= Andra Neiburga =

Latvian writer and translator (1957–2019)

Andra Neiburga (16 January 1957 – 2 March 2019) was a Latvian writer and translator who was best known for her short stories.

== Biography ==
Andra Neiburga was born on 16 January 1957 in Riga. She studied at Riga Secondary School No. 5 (1964–1973), graduated from Riga School of Applied Arts in 1977, and from the Department of Industrial Art at the Latvian Academy of Arts in 1986. From 1986, she designed the magazine "Avots", and in the early 1990s Neiburga was an artist of the magazine "Flag".

Neiburga's first literary publication was the story "The Shining Sun" in 1985. Later, along with other early Neiburgian stories, it was included in the collection "Birds and Birds in Cages" (1988), which came out in 20,000 copies and made Neiburga one of the main novel writers, the book was widely discussed in reviews and articles. From 1987 to 1989 Neiburga was the head of the Riga New Literature Association. She was also a member of the Writers' Union since 1989.

The most important translation by Neiburga is Mikhail Bulgakov's long story "Heart of the Dog", which was published in the magazine "Avots" in 1988. In 2008, this translation was dramatized and staged at the Daile Theater (director Laura Groza).

In 1991, the children's book "The Story of Till and the Dog Man" came out, a strange story about the life of the simple people of the outskirts of Riga. In 1993, the work received the Pastariņš Prize. In 1996, the Daile Theater staged a diploma work for actors of the Latvian Academy of Culture – a performance for children "Tille and a dog husband" (directed by Arnolds Liniņš and Aina Matīsa). A Latvian Radio production was recorded in 2002, and in 2002, the screening of the story was filmed in a video, followed by a re-publication of the book, supplied by Zvaigzne ABC. In 2003, the work received the AKKA / LAA Copyright Infinity Award for Versatile Use of the Work.

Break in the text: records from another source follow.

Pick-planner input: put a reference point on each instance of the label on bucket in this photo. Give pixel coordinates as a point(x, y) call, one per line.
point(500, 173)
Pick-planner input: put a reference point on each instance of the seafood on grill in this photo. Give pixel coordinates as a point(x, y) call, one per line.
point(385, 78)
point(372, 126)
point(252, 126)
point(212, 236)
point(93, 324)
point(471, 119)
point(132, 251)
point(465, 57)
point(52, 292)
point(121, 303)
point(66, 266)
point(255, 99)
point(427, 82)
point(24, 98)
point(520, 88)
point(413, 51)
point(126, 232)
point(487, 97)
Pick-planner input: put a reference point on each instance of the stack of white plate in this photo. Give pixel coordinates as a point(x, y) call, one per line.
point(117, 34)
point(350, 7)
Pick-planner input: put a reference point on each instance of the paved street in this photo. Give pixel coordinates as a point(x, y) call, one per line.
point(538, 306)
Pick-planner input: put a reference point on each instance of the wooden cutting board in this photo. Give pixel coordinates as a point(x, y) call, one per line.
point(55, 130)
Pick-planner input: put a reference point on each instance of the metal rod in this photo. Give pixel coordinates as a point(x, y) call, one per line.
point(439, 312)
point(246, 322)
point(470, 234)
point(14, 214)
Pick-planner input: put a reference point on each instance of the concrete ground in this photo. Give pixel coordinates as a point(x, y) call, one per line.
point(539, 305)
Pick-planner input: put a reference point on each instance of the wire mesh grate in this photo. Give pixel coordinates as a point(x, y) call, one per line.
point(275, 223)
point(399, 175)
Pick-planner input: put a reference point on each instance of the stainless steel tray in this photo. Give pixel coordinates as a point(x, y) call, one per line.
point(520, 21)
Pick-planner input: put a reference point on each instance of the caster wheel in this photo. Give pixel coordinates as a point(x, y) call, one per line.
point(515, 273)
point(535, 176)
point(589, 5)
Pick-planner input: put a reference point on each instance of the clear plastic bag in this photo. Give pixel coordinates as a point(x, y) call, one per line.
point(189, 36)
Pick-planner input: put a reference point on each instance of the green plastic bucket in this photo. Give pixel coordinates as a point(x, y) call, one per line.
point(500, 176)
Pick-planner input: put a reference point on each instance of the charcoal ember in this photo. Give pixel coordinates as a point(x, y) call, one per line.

In 1993, Neiburga turned to the management of family houses. In the 90s and 21st century she published columns in the newspaper "Diena" at the beginning. She also participated in the production of theater performances: adapted A. Schnitzler's text for "Rondo" for the New Riga Theater (2000, directed by Baņuta Rubess), translated Oscar Wilde's "Ideal Man" (2002, Liepāja Theater, directed by B. Rubess), and dramatized S. Oksanen's novel "Purge" for the New Riga Theater Show "Musha" (2012, directed by Inese Mičule).

In 2004, the second collection of stories "Stum, stum" came out, which received the annual "Diena" cultural award and was nominated for the Literature Year Award. In 2012, five of the stories of the collection (title story, "El ninjo", "Place of It", "My Fictional Life" and "Such Evenings") were used in the New Riga Theater in the performance "Stum, stum." In early 2014, the collection "Stum, stum" was recognized as one of the 100 Latvian readers' favorite books on TV show "Great Reading", in September it was discovered that the novel was ranked 94th in the vote of readers.

In 2017, the collection "Stum, stum" was republished to celebrate the writer's jubilee and on 27 January in Riga an honorary conference "Andra Neiburga: language, gender, narration, picture" was held.

Her daughter is artist Katrina Neiburga and her son is artist Aleksandrs Breže.